8. A Negative Criterion: Disavowal of Economic Discrimination. Because the secondary schools of the Society are necessarily instruments of the apostolate—and are therefore subject in principle to the radical gratuity of our ministries, and to our poverty—their availability to students cannot be conditioned by ability to pay. This statement of principle is our ideal. I know very well that the reality is necessarily very different in various countries and in various kinds of institutions. But as long as this ideal has not yet been realized, any Jesuit institution must live with the tension of striving to achieve a situation in which no capable student is refused admittance because he cannot pay. The recovery of genuine equality of opportunity and genuine freedom in the area of education is a concern that falls within the scope of our struggle for the promotion of justice.
9. A Positive Criterion: Excellence. Whatever be the other characteristics of a Jesuit secondary school, one trait should be common to all: excellence, which is to say, high quality. I am obviously not referring to structures and physical plants, but rather to that which specifically defines an educational center and provides the basis for its evaluation: its product, the men and women who are being formed. The excellence which we seek consists in producing men and women of right principles, personally appropriated; men and women open to the signs of the times, in tune with their cultural milieu and its problems; men and women for others. Instruction, education, evangelization: these are three levels of operation which, in different countries and in different circumstances can have different priorities and degrees of urgency. But each one must be pursued with excellence as its goal, at least relative excellence. The true objective of a center of instruction—it would be better to say of education—is in the area of the specifically human and Christian. And here I want to make a special point about the importance of academic excellence in our educational work in mission countries. It would be a mistake to sacrifice this—not only at the University level, but also in secondary schools for the sake of other goals, which might be good enough in themselves and would claim priority in another type of institution, or simply in order to increase the number of students.

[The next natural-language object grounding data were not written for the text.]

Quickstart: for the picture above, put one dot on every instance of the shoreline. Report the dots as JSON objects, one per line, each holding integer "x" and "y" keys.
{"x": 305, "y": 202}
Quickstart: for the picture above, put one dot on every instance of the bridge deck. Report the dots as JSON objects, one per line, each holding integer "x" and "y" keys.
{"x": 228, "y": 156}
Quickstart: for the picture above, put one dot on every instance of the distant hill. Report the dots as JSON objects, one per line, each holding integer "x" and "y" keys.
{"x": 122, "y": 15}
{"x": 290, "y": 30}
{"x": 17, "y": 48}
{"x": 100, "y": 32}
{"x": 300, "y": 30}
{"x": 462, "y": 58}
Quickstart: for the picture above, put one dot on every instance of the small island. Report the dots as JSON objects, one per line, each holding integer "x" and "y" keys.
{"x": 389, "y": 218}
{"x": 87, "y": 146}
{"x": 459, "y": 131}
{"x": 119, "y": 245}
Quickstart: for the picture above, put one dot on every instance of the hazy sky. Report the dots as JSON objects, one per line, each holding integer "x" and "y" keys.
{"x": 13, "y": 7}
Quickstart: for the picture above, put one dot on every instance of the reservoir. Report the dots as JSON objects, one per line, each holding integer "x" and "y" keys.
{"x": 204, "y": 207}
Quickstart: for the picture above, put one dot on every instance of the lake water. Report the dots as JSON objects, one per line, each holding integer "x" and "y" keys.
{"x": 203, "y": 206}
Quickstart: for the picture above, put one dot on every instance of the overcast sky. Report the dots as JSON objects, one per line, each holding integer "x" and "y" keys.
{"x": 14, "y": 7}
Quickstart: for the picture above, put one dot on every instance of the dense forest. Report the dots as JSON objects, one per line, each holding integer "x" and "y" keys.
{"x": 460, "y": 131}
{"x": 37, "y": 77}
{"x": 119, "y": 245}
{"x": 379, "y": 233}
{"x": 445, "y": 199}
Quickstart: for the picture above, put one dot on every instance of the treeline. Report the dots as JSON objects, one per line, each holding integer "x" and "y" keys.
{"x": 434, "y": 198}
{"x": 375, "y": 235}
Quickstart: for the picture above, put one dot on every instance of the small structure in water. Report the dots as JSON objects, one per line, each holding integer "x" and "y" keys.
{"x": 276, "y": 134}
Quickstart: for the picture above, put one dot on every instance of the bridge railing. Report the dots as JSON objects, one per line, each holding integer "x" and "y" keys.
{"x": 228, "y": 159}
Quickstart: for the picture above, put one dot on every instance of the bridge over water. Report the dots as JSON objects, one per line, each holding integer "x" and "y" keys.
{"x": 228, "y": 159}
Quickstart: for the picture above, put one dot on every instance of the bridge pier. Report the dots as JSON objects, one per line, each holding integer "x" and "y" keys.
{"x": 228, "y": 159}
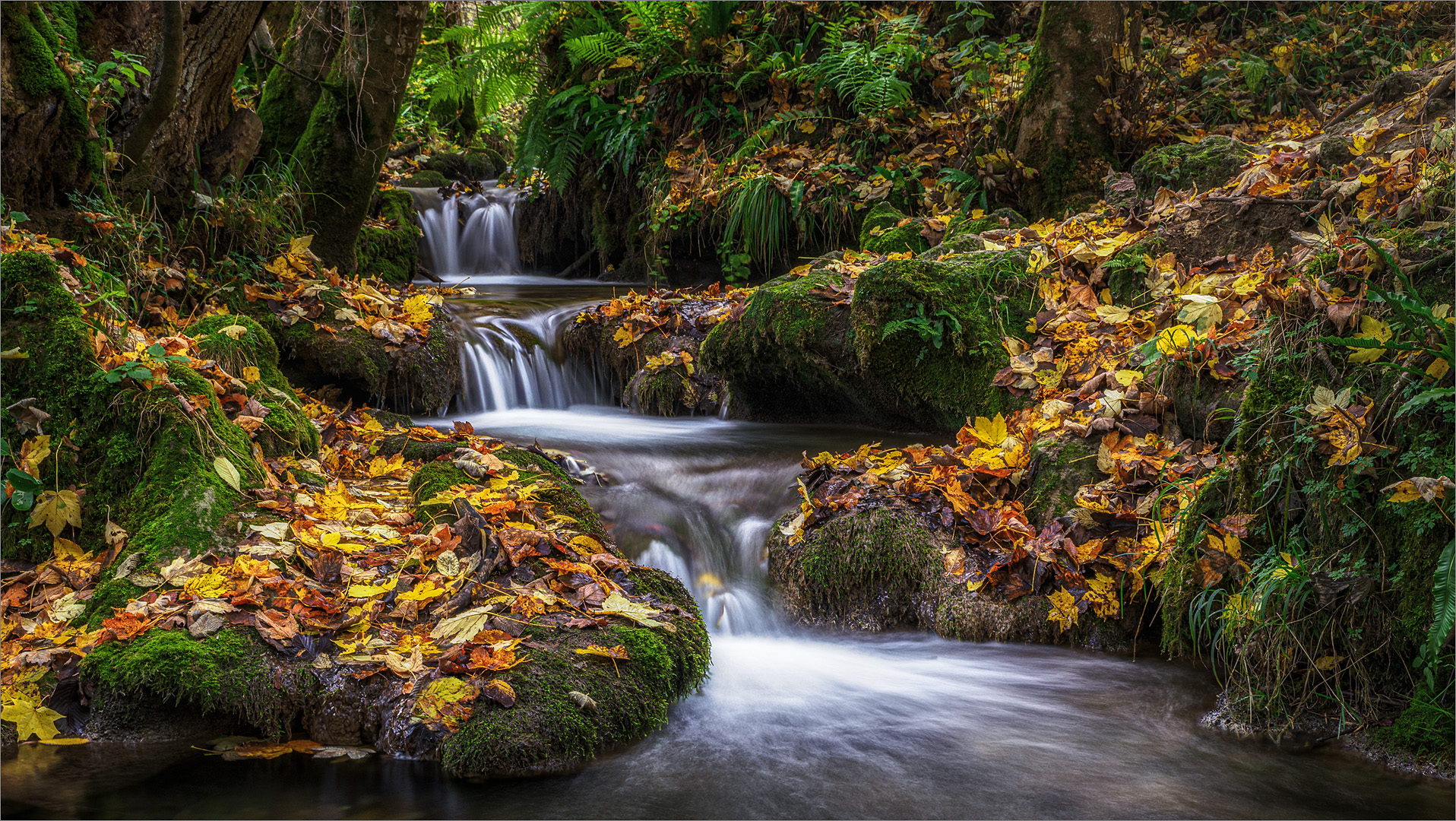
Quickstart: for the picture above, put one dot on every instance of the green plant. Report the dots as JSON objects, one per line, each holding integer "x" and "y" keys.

10. Ignatian Education. A Jesuit secondary school should be easily identifiable as such. There are many ways in which it will resemble other schools, both secular and confessional, including schools of other religious orders. But if it is an authentic Jesuit school—that is to say, if our operation of the school flows out of the strengths drawn from our own specific charism, if we emphasize our essential characteristics and our basic options—then the education which our students receive should give them a certain “Ignacianidad,” if I can use such a term. I am not talking about arrogance or snobbery, still less about a superiority complex. I simply refer to the logical consequence of the fact that we live and operate out of our own charism. Our responsibility is to provide, through our schools, what we believe God and the Church ask of us.
IV. The Student We Are Trying to Form
11. Here, I take for granted the academic and educative aspects of the School. I want to concentrate on other aspects of the integral formation that we should be giving to our students.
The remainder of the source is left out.